Built-in Metrics
Match metric
Credits LLM answer iff it matches the expected one.
One can optionally choose to ignore casing and/or strip punctuation.
Matching can be done using the following strategies:
exact(default): strings must be the sameprefix: actual response should start with the expected sequence of wordscontains: actual response must contain the expected sequence of words
from redlite.metric import MatchMetric
metric = MatchMetric(...)
Please see Reference documentation for more detail and available parameters.
BLEU metric
A sentence-level BLEU metric. One can choose one of BLEU-1, BLEU-2, BLEU-3, or BLEU-4
from redlite.metric.bleu import BleuMetric
metric = BleuMetric(...)
For benchmarking CJK languages consider using BleuCJKMetric. The only difference is
in the tokenization --- CJK version will consider every character to be a separate token.

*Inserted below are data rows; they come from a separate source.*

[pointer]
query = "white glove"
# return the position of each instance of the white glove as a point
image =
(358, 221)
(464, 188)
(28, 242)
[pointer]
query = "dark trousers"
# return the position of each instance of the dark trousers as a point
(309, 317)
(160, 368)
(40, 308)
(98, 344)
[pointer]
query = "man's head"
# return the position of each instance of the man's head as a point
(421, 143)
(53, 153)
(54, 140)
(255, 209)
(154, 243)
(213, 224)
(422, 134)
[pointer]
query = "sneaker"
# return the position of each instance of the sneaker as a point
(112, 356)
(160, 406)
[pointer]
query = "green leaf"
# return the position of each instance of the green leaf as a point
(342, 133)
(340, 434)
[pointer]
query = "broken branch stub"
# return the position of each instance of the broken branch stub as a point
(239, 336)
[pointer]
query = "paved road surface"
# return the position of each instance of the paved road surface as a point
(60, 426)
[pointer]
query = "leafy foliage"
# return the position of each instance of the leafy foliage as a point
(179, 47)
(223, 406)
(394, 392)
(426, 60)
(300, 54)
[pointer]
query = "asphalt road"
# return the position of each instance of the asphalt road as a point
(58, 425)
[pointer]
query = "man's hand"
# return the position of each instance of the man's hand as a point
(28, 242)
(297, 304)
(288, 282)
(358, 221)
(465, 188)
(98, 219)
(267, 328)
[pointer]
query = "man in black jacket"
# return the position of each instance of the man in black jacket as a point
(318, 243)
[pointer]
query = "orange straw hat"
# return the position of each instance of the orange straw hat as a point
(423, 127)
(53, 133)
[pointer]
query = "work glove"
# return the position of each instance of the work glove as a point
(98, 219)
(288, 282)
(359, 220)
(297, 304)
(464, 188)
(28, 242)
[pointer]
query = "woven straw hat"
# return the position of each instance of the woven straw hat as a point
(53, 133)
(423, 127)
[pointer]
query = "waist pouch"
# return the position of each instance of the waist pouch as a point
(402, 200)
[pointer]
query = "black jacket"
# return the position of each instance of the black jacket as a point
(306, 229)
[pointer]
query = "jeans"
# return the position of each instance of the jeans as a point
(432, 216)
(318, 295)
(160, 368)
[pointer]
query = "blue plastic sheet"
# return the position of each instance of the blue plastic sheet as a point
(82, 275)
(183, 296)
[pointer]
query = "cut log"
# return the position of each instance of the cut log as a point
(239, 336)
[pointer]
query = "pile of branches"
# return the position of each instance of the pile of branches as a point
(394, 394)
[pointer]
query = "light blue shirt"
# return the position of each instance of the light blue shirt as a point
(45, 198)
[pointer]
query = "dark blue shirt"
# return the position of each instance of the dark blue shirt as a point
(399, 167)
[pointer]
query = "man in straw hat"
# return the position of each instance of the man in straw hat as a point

from redlite.metric.bleu import BleuCJKMetric
metric = BleuCJKMetric(...)
Please see Reference documentation for more detail and available parameters.
ROUGE metric
A standard ROUGE metric. One can choose one of rougeL, rouge1, or rouge2.
from redlite.metric.rouge import RougeMetric
metric = RougeMetric(...)
For benchmarking in CJK languages consider using RougeCJKMetric. The only difference is
in the tokenization --- CJK version will consider every character to be a separate token.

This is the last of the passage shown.